Following weeks of intense pressure from international money markets and European institutions, the Irish government has officially applied for a bailout package of up to €90 billion from the European Union and the International Monetary Fund.
Over the past three months the European Central Bank (ECB) intervened to buy up €40 billion of Irish bonds in order to prevent a collapse of the Irish banks, with catastrophic knock-on effects throughout Europe. In talks with European finance ministers last week, ECB President Jean Claude Trichet made clear that the central bank could not continue to pump in money to prop up Ireland’s essentially insolvent banks, and that it would be necessary to activate the European Financial Stability Facility (EFSF) emergency fund set up by the European Union last May.
The Irish government, led by Brian Cowen, has now conceded to the concerted international campaign. Of the €90 billion total, €15 billion is to go immediately to restock Irish banks, with the remainder earmarked to cover Ireland’s annual budget deficit of €19 billion for the next three years. Most of this will find its way into the coffers of the banks and ultimately to the international financial institutions that hold Ireland’s debts.

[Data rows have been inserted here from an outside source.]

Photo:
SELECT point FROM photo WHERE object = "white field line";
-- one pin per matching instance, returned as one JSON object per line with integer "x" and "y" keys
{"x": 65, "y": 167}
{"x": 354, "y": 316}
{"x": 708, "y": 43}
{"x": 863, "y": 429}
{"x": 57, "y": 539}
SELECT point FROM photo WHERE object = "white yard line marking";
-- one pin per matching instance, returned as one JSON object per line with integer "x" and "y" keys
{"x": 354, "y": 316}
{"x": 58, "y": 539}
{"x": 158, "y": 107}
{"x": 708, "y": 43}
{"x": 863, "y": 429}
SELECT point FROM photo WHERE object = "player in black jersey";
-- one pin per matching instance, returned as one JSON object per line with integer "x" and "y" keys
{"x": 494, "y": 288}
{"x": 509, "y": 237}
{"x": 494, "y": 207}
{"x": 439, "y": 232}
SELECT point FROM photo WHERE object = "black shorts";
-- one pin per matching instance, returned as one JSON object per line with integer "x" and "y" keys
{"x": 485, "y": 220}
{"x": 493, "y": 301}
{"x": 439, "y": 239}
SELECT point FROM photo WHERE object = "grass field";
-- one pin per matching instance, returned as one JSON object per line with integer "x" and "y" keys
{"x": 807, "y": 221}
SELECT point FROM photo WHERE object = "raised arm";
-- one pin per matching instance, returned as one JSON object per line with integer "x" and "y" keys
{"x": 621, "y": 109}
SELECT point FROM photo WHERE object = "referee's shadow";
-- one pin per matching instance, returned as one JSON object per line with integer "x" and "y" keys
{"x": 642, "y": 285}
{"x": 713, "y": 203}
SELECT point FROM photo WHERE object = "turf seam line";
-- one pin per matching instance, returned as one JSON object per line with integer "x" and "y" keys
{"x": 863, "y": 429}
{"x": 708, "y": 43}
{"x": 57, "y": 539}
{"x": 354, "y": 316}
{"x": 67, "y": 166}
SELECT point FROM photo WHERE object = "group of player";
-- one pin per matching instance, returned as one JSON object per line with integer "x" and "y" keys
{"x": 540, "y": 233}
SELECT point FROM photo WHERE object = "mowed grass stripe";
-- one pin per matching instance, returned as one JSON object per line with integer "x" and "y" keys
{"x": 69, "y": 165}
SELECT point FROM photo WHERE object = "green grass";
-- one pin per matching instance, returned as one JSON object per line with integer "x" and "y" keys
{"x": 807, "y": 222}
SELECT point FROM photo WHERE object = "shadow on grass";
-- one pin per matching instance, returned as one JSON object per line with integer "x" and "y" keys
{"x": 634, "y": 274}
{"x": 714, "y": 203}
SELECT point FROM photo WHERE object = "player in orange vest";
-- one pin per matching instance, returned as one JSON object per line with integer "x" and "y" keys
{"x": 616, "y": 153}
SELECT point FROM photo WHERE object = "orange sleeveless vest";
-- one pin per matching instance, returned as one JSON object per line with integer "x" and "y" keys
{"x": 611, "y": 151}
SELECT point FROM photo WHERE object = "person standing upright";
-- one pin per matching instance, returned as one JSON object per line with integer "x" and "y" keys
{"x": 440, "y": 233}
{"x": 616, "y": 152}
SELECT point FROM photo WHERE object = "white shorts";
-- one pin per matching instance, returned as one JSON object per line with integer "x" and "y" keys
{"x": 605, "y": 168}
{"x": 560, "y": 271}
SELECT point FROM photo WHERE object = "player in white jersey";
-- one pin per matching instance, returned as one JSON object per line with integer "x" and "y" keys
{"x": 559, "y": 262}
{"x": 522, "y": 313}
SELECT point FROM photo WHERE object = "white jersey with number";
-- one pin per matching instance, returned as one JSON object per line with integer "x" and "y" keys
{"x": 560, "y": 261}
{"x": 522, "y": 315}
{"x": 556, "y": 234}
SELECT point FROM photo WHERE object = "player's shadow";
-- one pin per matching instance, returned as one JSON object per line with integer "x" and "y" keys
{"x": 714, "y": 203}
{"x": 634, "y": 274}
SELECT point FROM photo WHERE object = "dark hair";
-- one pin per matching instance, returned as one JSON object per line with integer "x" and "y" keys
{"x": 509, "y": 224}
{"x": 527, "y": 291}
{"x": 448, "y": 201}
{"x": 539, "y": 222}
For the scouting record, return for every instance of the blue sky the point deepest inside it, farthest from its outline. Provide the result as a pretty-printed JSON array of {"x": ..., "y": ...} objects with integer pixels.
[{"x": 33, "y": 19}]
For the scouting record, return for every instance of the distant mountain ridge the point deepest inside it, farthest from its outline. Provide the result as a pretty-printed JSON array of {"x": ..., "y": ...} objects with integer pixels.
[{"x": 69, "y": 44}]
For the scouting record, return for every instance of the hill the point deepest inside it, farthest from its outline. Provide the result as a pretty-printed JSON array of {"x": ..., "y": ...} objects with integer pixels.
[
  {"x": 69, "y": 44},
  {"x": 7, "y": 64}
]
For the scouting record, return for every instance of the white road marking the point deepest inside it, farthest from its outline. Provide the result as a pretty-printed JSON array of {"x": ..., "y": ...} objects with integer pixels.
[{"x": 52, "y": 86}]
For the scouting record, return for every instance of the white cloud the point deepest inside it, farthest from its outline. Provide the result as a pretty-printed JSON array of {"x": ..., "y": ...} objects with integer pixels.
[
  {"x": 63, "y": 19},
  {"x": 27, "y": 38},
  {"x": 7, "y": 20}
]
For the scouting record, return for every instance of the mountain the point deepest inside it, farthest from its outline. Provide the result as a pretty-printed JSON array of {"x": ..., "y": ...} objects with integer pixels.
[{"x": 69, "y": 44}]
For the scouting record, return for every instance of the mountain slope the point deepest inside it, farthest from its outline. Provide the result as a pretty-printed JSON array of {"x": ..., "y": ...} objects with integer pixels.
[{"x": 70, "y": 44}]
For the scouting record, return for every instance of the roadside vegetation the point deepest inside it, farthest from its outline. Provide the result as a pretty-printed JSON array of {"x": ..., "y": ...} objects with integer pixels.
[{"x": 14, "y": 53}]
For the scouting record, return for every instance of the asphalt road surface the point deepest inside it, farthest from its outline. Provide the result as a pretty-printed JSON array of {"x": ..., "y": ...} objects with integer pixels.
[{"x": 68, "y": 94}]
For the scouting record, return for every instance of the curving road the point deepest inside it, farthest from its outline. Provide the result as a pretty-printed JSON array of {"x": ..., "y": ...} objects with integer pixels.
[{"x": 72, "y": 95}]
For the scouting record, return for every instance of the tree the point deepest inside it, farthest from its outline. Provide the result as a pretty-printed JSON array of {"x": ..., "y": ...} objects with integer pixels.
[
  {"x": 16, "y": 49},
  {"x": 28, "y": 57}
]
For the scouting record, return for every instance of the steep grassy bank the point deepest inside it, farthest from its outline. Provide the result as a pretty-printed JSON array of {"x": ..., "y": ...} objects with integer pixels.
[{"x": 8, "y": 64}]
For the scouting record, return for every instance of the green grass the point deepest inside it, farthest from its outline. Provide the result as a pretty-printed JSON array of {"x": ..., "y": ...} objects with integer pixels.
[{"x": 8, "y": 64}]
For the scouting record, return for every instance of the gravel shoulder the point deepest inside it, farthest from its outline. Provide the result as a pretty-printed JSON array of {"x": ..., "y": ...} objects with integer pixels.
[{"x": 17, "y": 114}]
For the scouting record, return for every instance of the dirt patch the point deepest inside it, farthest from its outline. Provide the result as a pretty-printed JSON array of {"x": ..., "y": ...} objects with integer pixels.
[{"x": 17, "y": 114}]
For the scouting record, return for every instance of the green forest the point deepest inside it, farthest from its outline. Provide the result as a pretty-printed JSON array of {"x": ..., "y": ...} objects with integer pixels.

According to a report on the BBC web site, the deal does not require Ireland’s senior creditors to take any losses. The demand that major bondholders be required to contribute to any rescue of insolvent states and banks was recently raised by the German government and supported by France. Global banks responded with an attack on Ireland, singled out as the weakest link in the euro zone. Germany’s Angela Merkel and France’s Nicolas Sarkozy quickly dropped their proposal and caved in to the financial markets.